In fact, the attitude of sensible mankind in general towards landscape, as landscape, seems to have been pretty well summarized by the writer of the 104th Psalm, from whom, according to W. H. Rhiel, the Christian world, and especially the Teutonic part of it, seems to have derived much of their love of the beauties of Nature.[13]

What constitutes the artistic beauty in a painted landscape, then, is the mood, the particular human quality, that the artist throws into it. As the French painters say, a landscape is a state of the soul; and unless the particular mood or idea with which the artist invests a natural scene have some value and interest, and be painted in a commanding or ruler manner, it is a mere piece of superfluous foolery, which may, however, find its proper place on a great railway poster or in an estate agent's illustrated catalogue.

There is, on the other hand, another kind of love of nature, which dates only from the eighteenth century, and which is thoroughly and unquestionably contemptible. This also, like the above, is the result of association, and has nothing artistic in its constitution; but this time it is an association which is misanthropic and negative. I refer to what is generally known as the love of the Romantic in Nature, the love of mountains, torrents, unhandseled copses, virgin woods, and rough and uncultivated country.

In this love a new element enters the appreciation of Nature, and that is a dislike and mistrust of everything that bears the stamp of man's power or his labour, and therefore an exaltation of everything untutored, uncultured, free, unconstrained and wild.

This attitude of mind seems to have been unknown not only to the Greeks and to the Romans,[14] but, practically, to all European nations up to the time of Rousseau. As Friedländer says, it would be difficult to find evidence of travellers going to mountain country in quest of beauty, before the eighteenth century,[15] and the majority of those who were forced to visit such country, before that time, in their Journeys to foreign cities, describe it as horrible, ugly and depressing. Oliver Goldsmith is a case in point. Riehl declares that in guidebooks, even as late as 1750, Berlin, Leipzig, Augsburg, Darmstadt, Mannheim, etc., are spoken of as lying in nice and cheerful surroundings, whilst the most picturesque parts (according to modern notions) of the Black Forest, of the Harz, and the Thuringian woods are described as "very gloomy," "barren," and "monstrous," or at least as not particularly pleasant. And then he adds: "This is not the private opinion of the individual topographists: it is the standpoint of the age."[16]

Even in the Bible illustrations of the eighteenth century, we also find the same spirit prevailing. Paradise—that is to say, the original picture of virgin glory in natural beauty—is made to look like what moderns would call a monotonously flat garden, devoid of any indication of a hill, in which the Almighty, or Adam, or somebody, has already clipped all the trees and hedges, and carefully trimmed the grass.
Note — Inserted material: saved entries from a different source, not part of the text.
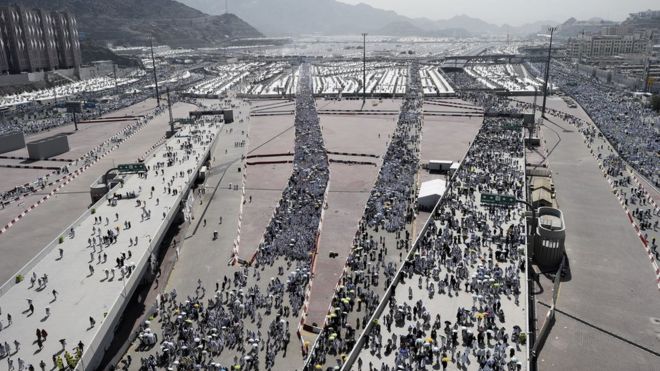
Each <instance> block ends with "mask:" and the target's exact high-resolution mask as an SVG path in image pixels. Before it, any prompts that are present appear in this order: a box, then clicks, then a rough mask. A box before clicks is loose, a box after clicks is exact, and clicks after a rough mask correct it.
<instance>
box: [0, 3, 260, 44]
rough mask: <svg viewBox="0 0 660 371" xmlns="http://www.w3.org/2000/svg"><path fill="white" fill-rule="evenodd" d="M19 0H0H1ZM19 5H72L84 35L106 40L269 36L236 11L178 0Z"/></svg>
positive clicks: (192, 38) (224, 42)
mask: <svg viewBox="0 0 660 371" xmlns="http://www.w3.org/2000/svg"><path fill="white" fill-rule="evenodd" d="M14 3H16V0H0V5H13V4H14ZM19 5H20V6H23V7H28V8H32V7H36V8H44V9H49V10H66V11H68V12H70V13H71V14H73V15H75V17H76V19H77V21H78V29H79V31H80V34H81V39H83V40H90V41H93V42H95V43H99V44H101V45H103V44H104V45H144V44H145V43H147V42H148V41H149V40H150V39H151V38H153V39H154V41H155V42H156V43H159V44H167V45H170V46H172V47H206V46H221V45H225V44H226V43H227V42H229V41H231V40H235V39H239V38H253V37H260V36H263V35H262V34H261V33H260V32H259V31H257V30H256V29H255V28H254V27H252V26H251V25H249V24H248V23H246V22H245V21H243V20H242V19H240V18H239V17H238V16H236V15H233V14H226V15H215V16H213V15H208V14H206V13H203V12H202V11H200V10H197V9H194V8H191V7H189V6H187V5H185V4H183V3H180V2H177V1H174V0H21V1H20V4H19Z"/></svg>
You may argue with Riehl[17] that mediæval painters must have thought rough, wild and barren country beautiful; otherwise, why did they put it in their pictures? One low-German painter of the Middle Ages, for instance, painted a picture of Cologne, and, contrary to the genuine nature of the surrounding country, introduced a background of jagged and rocky mountains. Why did he do this, if he did not think jagged and rocky mountains beautiful?

In reply to this I cannot do better than quote Friedländer again, who on this very question writes as follows—

"At least the lack of a sense for the beauty of mountain scenery, which is noticeable in the poetry and travels of the Middle Ages, viewed as a whole, ought to lead us to suspect that this same sense could have been only very slightly apparent in the realm of pictorial art. But ought we not to ascribe the fantastic and romantic art ideal of the old masters, in landscape, rather to their endeavour to transfer the scene and figures of their pictures from reality to an imaginary world?... Even if historical painters like John van Eyck and Memling eagerly introduced jagged rocks and sharp mountain (which apparently they had never seen) into their backgrounds ... it is difficult to recognize any real understanding or even knowledge of the nature of mountains in all this; but simply an old and therefore very conventional form of heroic landscape which was considered as the only suitable one for a large number of subjects."[18]

But there is other evidence, besides that to be found in mediæval poetry and travels, which shows to what extent the particular sense for natural beauty, which I am now discussing, was lacking in the Middle Ages. Its absence is also illustrated by the arrangement of castles and other buildings. Mr. d'Auvergne, in his work The English Castles, more than once calls attention to this, and instances a tower at Dunstanburgh Castle,[19] which, though commanding a wildly romantic prospect, was selected for the vilest domestic uses.